Included in the STD category is the HIV virus, which is spreading at alarming rates among our teenage children. "It is believed that at least twenty percent of new patients with AIDS were infected during their teenage or early adult years. " And still some school leaders are trying to remove our best means of prevention of the disease: sex education (Roye 581) Teachers are able to educate students with information on the many types of sexually transmitted diseases that exist in the world today.
False information about ways of contracting diseases, symptoms of and treatments of STDs, and preventative measures are given out and students receive the accurate information about sexually transmitted diseases. Protecting our children from sexually transmitted diseases should start in the classroom where it can be assured that the correct and critical information will be provided to them. Nobody likes to be talked to like they are a child, and by denying teenagers sexual education, schools are in a sense talking down to them.
By teaching them the facts about sex, teenagers feel a sense of maturity because it's a mature topic and they are fully aware of that. Students get the feeling that the adults in their lives feel that they are responsible enough to learn about this topic. Therefore bringing on more of a response from teenagers. They know they are being treated as adults so they are going to pay attention to what they are being taught and then act as adults and carry out what they were taught.
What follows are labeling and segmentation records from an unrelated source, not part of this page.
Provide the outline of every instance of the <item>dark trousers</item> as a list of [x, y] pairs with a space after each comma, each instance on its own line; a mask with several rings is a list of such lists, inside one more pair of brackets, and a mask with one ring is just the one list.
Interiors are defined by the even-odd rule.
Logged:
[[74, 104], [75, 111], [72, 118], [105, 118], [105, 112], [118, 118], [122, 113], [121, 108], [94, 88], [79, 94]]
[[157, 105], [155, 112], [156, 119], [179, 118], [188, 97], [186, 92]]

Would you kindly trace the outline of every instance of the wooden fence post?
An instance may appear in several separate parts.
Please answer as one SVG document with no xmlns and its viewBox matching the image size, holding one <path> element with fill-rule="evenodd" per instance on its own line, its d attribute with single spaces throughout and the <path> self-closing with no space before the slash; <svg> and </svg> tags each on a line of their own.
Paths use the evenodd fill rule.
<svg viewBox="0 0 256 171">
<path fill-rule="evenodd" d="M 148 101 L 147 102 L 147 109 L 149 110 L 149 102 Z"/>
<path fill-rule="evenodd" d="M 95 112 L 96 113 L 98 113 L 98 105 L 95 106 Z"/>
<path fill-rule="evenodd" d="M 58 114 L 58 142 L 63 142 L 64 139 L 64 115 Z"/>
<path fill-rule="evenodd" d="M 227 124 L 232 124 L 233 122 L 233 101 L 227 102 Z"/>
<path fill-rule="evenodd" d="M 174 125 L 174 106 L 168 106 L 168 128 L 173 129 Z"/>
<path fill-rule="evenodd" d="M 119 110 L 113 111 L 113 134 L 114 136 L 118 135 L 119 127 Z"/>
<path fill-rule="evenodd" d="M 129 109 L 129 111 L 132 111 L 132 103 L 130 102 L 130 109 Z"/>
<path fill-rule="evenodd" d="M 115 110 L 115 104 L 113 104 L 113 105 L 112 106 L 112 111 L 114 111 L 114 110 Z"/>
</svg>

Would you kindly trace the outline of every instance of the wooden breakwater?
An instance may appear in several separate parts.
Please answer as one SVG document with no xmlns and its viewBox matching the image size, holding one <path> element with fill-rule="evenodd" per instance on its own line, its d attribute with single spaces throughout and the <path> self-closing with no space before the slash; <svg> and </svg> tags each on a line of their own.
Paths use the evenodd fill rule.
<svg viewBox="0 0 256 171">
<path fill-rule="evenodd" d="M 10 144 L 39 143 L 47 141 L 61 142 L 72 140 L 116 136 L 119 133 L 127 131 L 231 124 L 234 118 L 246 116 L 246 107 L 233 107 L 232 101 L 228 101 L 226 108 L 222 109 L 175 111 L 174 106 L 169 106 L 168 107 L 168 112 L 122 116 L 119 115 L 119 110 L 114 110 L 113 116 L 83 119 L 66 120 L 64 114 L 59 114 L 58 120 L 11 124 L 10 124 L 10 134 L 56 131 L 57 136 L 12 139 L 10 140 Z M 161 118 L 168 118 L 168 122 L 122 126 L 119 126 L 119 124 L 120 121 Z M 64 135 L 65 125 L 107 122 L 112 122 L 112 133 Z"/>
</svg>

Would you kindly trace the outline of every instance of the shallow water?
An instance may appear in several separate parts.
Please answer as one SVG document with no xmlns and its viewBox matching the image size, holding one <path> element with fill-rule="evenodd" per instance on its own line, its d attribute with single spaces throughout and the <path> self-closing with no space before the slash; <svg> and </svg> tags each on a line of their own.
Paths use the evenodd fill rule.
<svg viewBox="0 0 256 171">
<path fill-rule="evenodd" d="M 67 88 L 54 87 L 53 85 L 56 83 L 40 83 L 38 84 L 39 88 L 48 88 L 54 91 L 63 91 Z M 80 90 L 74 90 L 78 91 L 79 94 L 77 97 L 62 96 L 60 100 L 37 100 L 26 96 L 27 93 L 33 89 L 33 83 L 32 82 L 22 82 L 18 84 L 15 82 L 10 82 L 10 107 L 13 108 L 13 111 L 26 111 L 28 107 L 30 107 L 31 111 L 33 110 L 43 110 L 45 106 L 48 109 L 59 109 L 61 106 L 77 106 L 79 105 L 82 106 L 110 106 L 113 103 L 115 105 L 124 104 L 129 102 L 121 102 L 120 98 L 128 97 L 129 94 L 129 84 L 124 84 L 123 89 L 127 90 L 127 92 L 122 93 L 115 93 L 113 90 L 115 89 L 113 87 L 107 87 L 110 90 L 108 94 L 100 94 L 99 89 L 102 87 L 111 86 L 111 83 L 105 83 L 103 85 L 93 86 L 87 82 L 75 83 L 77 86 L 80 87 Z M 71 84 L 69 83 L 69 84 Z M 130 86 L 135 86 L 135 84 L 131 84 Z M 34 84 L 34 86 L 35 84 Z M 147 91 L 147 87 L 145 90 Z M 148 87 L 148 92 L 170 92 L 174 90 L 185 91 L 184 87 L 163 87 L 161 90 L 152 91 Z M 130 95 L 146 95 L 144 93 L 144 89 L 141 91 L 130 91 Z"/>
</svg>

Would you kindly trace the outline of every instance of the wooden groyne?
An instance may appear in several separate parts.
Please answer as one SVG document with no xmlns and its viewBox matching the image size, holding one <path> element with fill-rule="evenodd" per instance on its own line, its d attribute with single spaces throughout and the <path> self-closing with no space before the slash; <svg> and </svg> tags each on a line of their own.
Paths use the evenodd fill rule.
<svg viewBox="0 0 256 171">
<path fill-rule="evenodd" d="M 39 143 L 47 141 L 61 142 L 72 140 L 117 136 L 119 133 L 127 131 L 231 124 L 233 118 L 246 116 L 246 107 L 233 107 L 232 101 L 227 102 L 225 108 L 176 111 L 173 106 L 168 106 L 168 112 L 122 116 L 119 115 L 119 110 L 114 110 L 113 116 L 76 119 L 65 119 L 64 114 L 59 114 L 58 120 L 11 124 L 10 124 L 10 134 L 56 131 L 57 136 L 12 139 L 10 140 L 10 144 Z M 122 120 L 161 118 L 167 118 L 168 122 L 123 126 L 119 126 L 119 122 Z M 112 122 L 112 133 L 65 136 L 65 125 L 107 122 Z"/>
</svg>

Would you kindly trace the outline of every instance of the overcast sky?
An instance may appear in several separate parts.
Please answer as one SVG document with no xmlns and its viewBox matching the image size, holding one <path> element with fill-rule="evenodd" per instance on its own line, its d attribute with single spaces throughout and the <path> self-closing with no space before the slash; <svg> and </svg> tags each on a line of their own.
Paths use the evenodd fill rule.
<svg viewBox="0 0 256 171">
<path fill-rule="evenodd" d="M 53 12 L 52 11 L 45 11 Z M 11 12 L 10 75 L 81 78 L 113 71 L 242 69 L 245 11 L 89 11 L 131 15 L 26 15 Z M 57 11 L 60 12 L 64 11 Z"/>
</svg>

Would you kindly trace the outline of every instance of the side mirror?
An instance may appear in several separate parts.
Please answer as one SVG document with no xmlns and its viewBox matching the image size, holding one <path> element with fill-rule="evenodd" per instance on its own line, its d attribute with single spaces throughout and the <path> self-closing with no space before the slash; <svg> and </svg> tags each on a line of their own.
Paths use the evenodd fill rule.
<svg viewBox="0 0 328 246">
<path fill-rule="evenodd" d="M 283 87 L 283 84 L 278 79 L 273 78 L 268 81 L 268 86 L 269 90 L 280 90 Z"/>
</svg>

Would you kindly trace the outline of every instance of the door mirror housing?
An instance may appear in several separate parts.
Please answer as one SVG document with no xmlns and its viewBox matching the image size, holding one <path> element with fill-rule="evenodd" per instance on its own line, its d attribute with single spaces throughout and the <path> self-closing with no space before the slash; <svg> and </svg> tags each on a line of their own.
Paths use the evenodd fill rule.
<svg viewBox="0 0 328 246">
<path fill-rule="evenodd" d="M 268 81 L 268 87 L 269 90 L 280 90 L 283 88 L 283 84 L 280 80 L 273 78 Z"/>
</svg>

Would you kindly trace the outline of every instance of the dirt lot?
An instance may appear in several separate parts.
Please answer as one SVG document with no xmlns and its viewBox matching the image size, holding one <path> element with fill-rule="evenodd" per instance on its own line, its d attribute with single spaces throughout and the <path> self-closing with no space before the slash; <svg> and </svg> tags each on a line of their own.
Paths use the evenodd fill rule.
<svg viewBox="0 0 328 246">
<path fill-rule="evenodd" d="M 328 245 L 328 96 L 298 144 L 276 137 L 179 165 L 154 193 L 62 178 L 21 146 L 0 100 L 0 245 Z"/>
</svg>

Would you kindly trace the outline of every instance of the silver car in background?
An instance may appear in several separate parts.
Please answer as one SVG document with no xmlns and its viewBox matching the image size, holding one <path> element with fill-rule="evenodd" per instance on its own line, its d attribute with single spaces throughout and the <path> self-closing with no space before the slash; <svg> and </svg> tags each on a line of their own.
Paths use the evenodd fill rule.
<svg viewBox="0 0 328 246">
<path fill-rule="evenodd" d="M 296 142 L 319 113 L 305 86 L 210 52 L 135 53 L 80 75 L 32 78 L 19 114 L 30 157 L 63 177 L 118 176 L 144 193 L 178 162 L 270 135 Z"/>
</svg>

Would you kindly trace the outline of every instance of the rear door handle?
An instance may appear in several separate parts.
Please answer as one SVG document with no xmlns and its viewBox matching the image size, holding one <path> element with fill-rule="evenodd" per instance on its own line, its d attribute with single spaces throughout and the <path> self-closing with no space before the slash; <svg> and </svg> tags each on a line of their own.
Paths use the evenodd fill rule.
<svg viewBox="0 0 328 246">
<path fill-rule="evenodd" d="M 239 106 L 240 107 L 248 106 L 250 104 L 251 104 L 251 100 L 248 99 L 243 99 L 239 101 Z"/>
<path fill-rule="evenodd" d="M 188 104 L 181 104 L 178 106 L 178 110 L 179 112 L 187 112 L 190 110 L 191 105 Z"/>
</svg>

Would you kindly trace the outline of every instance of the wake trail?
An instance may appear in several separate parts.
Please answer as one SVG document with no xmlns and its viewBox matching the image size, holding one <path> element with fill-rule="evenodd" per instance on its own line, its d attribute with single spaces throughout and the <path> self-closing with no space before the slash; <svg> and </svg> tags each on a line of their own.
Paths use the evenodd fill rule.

Teenagers appreciate when adults treat them as equals, and anyone will see that children will always respond better to this than to being treated as a child.
Since family structure has changed, so have the way children are being raised. Society cannot count on all parents to instill morals into their children and teach them the facts of life or even the difference between right and wrong these days. Parents just don't have the time for it or don’t see too much of a need for it. Besides, even if the parent were around more often than not, the chances of a child approaching their parent about the "bird and the bees" is very unlikely. These children need to have a place where the information on this touchy subject is provided to them without them needing to ask.
In order for children to grow up with the correct information regarding sex, it is necessary to have sex education provided to them in schools. Even though sex education seems as if it can do no wrong, there still remain many opponents, including many authors who clearly express their view, that are still against it in our schools. There are many reasons why people feel like this, two of which are they feel as if sex education does no good at all and another is that people feel that it is influencing students to have sex.
Teenage sexual activity has been raising steadily for more than two decades until now. A recent survey shows the first drop since the nineteen seventies. In 1990 girls that had engaged in sexual intercourse was at fifty-five percent, until 1995 when it dropped to fifty percent. Studies obviously show that sex education courses are helping today's teenagers to become more responsible for their own actions. The information that sex education provides teenagers is indispensable. Schools are meant to educate our children in not just one topic but all topics.